In this debugging output the IAST looks garbled: Diacritics slide off from their respective base letters to the following ones. Just compare the strings with those of the input file, then you'll see it. I haven't checked it in every way, but looking at a few this seems to happen throughout. This does not seem to affect the Devanāgarī side of things, which on a cursory look seems o.k., apart from the sorting issue of ṃ (I would expect aka to be sorted before aṃka etc, but ala and alaṃkāra° seem o.k. again.), ḥ and jñ (I would expect this ligature to be treated as separate letters, not a letter in its own right, probably coming at penultimate (?) position. I would suspect then also the ligature kṣ is treated as one letter by the collation algorithm, and then sorted in the last position, which at least for Sanskrit you would not want normally).
I think you can ignore the IAST, it's copied from the .blg
file, that seems to be an artefact of how Biber writes Unicode to the .blg
. In the .bbl
the IAST is fine. Especially if the Devanāgarī is right I think we can assume that the transliteration works now.

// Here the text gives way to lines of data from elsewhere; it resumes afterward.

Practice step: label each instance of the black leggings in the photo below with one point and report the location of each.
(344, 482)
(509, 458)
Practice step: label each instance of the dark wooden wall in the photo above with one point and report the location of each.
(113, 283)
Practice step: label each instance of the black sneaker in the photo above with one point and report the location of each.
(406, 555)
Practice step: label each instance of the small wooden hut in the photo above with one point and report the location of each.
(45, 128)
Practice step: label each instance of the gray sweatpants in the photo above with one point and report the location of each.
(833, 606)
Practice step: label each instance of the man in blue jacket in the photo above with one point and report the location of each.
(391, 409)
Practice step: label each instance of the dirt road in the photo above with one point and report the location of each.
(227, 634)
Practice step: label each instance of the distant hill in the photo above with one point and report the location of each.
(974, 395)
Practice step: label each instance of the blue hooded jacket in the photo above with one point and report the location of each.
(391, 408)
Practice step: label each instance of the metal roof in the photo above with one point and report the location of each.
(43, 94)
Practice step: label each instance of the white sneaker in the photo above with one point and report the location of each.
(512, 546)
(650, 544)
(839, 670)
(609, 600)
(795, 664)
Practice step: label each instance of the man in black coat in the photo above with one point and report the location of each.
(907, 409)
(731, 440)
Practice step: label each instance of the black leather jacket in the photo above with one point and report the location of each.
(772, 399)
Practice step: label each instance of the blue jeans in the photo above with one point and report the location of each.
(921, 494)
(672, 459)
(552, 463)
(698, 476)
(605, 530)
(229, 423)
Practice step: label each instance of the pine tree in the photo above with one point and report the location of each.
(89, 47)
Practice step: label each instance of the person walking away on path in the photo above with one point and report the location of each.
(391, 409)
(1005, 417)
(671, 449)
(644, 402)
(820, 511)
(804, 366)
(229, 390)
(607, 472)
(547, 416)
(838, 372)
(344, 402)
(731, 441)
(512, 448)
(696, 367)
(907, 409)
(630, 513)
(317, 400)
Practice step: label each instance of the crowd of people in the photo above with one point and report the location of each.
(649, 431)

So the only issue left is sorting. I compared Biber's sorting below with various settings in http://anubhav-chattoraj.github.io/indic-tools/devanagari_sorter/
अंक
अंच
अंट
अंत
अंप
अंय
अंर
अंल
अंव
अंश
अंष
अंस
अंह
अःक
अःच
अःट
अःत
अःप
अःय
अःर
अःल
अःव
अःश
अःष
अःस
अःह
अक
अग्निपुराण
अग्निवेश्यगृह्यसूत्र
अच
अट
अत
अथर्ववेदपरिशिष्ट
अप
अभयपद्धति
अमोघपाशकल्पराज
अय
अर
अर्थशास्त्र
अल
अलंकारकारिका
अव
अश
अष
अस
अह
ईशानशिवगुरुदेवपद्धति
ऋग्विधान
कल्याणकामधेनु
किरणतन्त्र
कुट्टनीमत
कुब्जिकामततन्त्र
कृष्णयमारितन्त्रपञ्जिका
गुह्यसमाजतन्त्र
गुह्यसमाजमण्डलविधि
गुह्यसिद्धि
चण्डमहारोषणतन्त्र
चण्डमहारोषणतन्त्रपञ्जिका पद्मावती
छन्दःसंग्रह
छन्दःसार
जयाख्यसंहिता
ज्योतिःसार
तत्त्वरत्नावली
तन्त्रसद्भाव
तन्त्रालोक
दिव्यावदान
देर्गे
नित्यादिसङ्ग्रहाभिधानपद्धति
निश्वासकारिका
निश्वासतत्त्वसंहिता
पराख्यतन्त्र
पारमेश्वरतन्त्र
पूर्व-कामिक
प्रतिष्ठालक्षणसारसमुच्चय
बृहत्संहिता
ब्रह्मयामलतन्त्र
भैरवपद्मावतीकल्प
मञ्जुश्रियमूलकल्प
मतङ्गपारमेश्वरागम
मालिनीविजयोत्तरतन्त्र
मुक्तावली
मृगेन्द्रतन्त्र
रौरवसूत्रसङ्ग्रह
लघुतन्त्रटीका
लघुशंवरतन्त्र
वज्रावली
विमलप्रभा
वीणाशिखतन्त्र
शारदातिलक
शिवतत्त्वरत्नाकर
सम्पुटतन्त्रप्रकरणार्थनिर्णय
सम्पुटोद्भवतन्त्र
सर्वतथागततत्त्वसङ्ग्रह
सर्वतथागताधिष्ठानसत्त्वावलोकनबुद्धक्षेत्रसंदर्शनव्यूह
सर्वज्ञानोत्तरतन्त्र
सर्वज्ञानोत्तरवृत्ति
साधनमाला
सार्धत्रिशतिकालोत्तर
सिद्धयोगेश्वरीमत
सिद्धैकवीरतन्त्र
सौरसंहिता
स्वच्छन्दतन्त्र
स्वायम्भुवपाञ्चरात्र
स्वायम्भुवसूत्रसङ्ग्रह
हर्षचरित
हेवज्रतन्त्र
ज्ञानरत्नावली
I got consistently different results for ज्ञानरत्नावली/ Jñānaratnāvalī (Biber sorts it at the end, the quoted webpage at position 62 between जयाख्यसंहिता/ Jayākhyasaṃhitā and ज्योतिःसार/ Jyotiḥsāra) and सर्वज्ञानोत्तरतन्त्र/ Sarvajñānottaratantra सर्वज्ञानोत्तरवृत्ति/ Sarvajñānottaravṛtti (Biber sorts them after सर्वतथागततत्त्वसङ्ग्रह/ Sarvatathāgatatattvasaṅgraha and सर्वतथागताधिष्ठानसत्त्वावलोकनबुद्धक्षेत्रसंदर्शनव्यूह/ Sarvatathāgatādhiṣṭhānasattvāvalokanabuddhakṣetrasaṃdarśanavyūha the webpage before). So all of this seems to be only about Jñ
Yes, don't worry too much about what is pasted here or what your text editor/terminal displays in the .blg unless you understand how it handles UTF-8 in terms of composed/decomposed form. What matters is the PDF output.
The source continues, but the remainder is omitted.